【野球肩の症例】肩甲骨後面の痛み、回旋筋腱板のオーバーユース
野球肩の症例
腕を振り切った後に右肩が痛い
棘下筋の過剰使用症候群
30代男性 会社員 立川市在住
【初回時の訴えとお悩み】
- 2年程前から野球のスローイングをすると時々右肩に痛みがあった
- それがここ半年、塁間を投げるだけでも毎回右肩後面に痛みが走るようになった
- 日常では肩の痛みはないが肩まわりは凄く固い感じがする
- 高校まで野球部に所属。

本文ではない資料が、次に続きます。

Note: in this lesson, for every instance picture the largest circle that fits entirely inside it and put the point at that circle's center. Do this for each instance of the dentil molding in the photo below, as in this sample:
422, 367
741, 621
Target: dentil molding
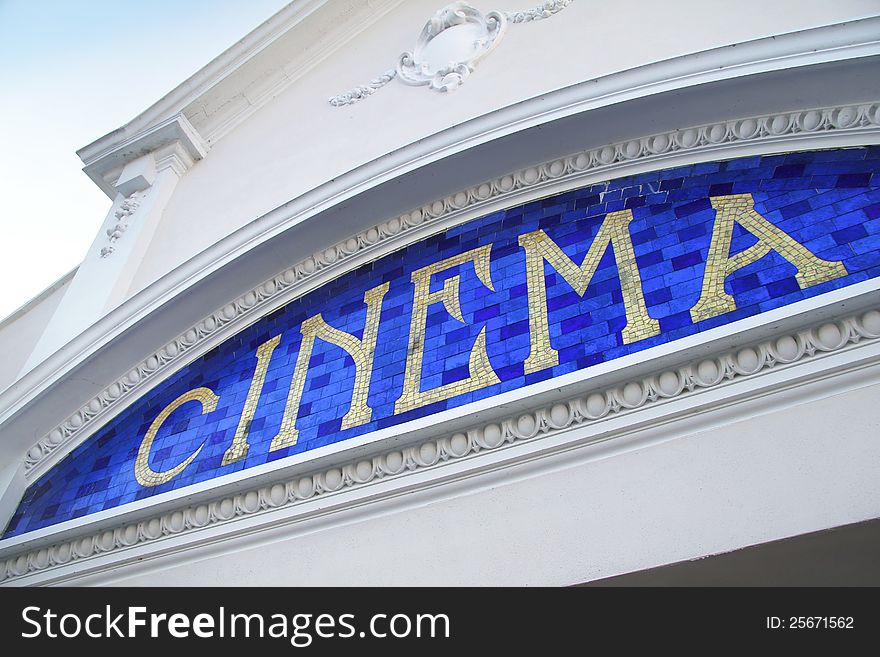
449, 47
708, 372
562, 173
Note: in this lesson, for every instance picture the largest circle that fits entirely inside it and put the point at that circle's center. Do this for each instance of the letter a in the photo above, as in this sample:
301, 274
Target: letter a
740, 208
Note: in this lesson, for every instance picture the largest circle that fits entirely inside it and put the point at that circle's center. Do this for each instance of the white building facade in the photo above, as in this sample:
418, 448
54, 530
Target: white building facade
560, 294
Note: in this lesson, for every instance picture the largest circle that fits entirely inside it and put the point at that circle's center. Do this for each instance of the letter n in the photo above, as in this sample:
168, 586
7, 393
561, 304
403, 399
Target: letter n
361, 351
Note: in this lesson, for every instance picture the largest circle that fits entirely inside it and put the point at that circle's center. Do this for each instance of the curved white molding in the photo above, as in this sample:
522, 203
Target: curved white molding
708, 372
849, 43
453, 40
449, 47
558, 174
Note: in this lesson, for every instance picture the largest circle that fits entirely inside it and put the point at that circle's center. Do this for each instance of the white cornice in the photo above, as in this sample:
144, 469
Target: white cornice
860, 124
821, 352
103, 166
831, 127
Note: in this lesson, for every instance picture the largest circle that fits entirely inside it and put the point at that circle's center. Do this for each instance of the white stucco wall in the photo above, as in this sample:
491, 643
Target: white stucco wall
20, 331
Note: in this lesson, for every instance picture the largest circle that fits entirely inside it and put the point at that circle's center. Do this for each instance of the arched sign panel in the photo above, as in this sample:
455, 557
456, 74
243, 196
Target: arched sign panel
492, 305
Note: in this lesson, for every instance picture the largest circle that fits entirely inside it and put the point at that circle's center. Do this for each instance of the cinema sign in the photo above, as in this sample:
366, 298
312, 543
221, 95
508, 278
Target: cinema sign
492, 305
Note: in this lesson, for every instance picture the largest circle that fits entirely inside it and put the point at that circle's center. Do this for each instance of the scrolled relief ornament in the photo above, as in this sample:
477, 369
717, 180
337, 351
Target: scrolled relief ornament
451, 43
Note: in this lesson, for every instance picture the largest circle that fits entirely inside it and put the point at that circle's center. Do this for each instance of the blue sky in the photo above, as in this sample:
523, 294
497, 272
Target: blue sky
70, 72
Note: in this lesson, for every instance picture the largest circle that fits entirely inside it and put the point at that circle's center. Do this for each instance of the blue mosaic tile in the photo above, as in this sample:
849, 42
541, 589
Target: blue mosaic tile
828, 201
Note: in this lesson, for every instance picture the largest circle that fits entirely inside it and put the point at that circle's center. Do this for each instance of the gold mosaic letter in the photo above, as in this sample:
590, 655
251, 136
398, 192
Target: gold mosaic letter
539, 247
144, 474
481, 372
238, 449
360, 350
720, 264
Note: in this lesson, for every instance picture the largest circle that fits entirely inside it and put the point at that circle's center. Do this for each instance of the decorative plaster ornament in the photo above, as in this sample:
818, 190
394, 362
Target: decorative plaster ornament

そこから野球はしていなかったが社会人になって週に1回野球をするようになった
- ポジションはショートとセンターを守っている
- これから野球シーズンなのでしっかりと野球肩を良くしたい
【問診と検査】
- 送球動作:右腕を上げると肩甲骨が挙上
- 関節検査:右肩関節、右肘関節、胸椎、仙腸関節、足関節の可動性制限
- 筋肉検査:右中・下部僧帽筋の筋力低下、右上部僧帽筋、上腕二頭筋の過緊張、オーバーユースによる右棘下筋の短縮
- ランジテスト:左股関節の不安定性(中殿筋の弱化)、左足の内側縦アーチの低下
【施術】
- 肩、肘、背骨と骨盤の歪みを矯正
- 右棘下筋の硬結を押圧、上腕二頭筋を筋膜リリース
- 左中殿筋を強くするように筋紡錘を刺激、左回内足の矯正
- 中殿筋エクササイズと足の内側縦アーチの体操をアドバイス
【施術のご感想】
- 1ヵ月で肩の痛みが解消すると思っていなかったので驚きました
- 痛みで塁間を投げるのもつらかったのに、今では膝立ちの状態で塁間を投げられるようになりました。ここまで楽に投げられるのは高校の時以来で、凄く野球が楽しめています
【担当コメント】
野球のスローイングをした時の肩の痛みを訴えて来院されました。
腕を振り切った後のフォロースルー期における野球肩の原因の多くは、腕の最大外旋位から最大内旋位への動きが制限されていることです。
腕を最大外旋するためには胸椎や肩甲骨の内側に寄せる動きが必要になります。この動きに制限があると肩関節を肩甲骨の変わりに過剰に動かす必要がでてきます。その時に使われるのが三角筋後部繊維と回旋筋腱板と呼ばれる肩甲骨後面に付着する筋肉です。
三角筋や棘下筋が過剰に使われる(オーバーユース)と筋肉だけではなく、肩の後方関節包も短縮を起こし、フォロースルー期の腕の内旋を妨げてしまいます。これが野球肩の痛みを引き起こす原因となっていたと考えられます。スポーツ時のフォロースルー障害としては、野球の投球、バレーボールのサーブやアタック、バトミントンのスマッシュ、テニスのサーブなどが起こりやすく、当院でも過去にいくつもの症例を経験しています。

カイロプラクティックの施術はまず肩甲骨を内側に寄せる背筋群の働きを改善するために胸椎や腰部、骨盤の歪みを矯正し、背筋群がうまく使えてきた後は、肩や肘、手首を矯正することで背中と腕の連動性も高めていきました。うつ伏せや座った状態で胸椎~上肢の動きが改善された後は、立った状態で肩周りがうまく使えているかを評価していきます。
ランジ姿勢のように足を前後に開いた体勢で肩の動きを評価すると、左足に過重が掛かった時に足の内側縦アーチが崩れ、左側の股関節がグラグラと不安定になることで、右肩の動きを妨げていました。左足のアーチが下がるとボールリリース時に体が開きやすく、腕を力強く振ることが難しくなります。そのため、左足の歪みと左中殿筋の筋力低下を改善するように施術を加え、自宅でも足腰を強化するエクササイズを行って頂きました。
6回の施術を行い、立った状態で肩の動きが改善してくると、塁間を痛みなく投げられるようになりました。10回の施術時には遠投もできるようになって、楽しく野球ができているとお話を聞いています。野球肩でお困りの方の多くは身体の使い方にも強い癖がみられます。痛みが改善しても肩の使い方が悪いと再発につながりますので、肩の負担が少ない投げ方や身体の動かし方も覚えて頂くことをお勧めしています。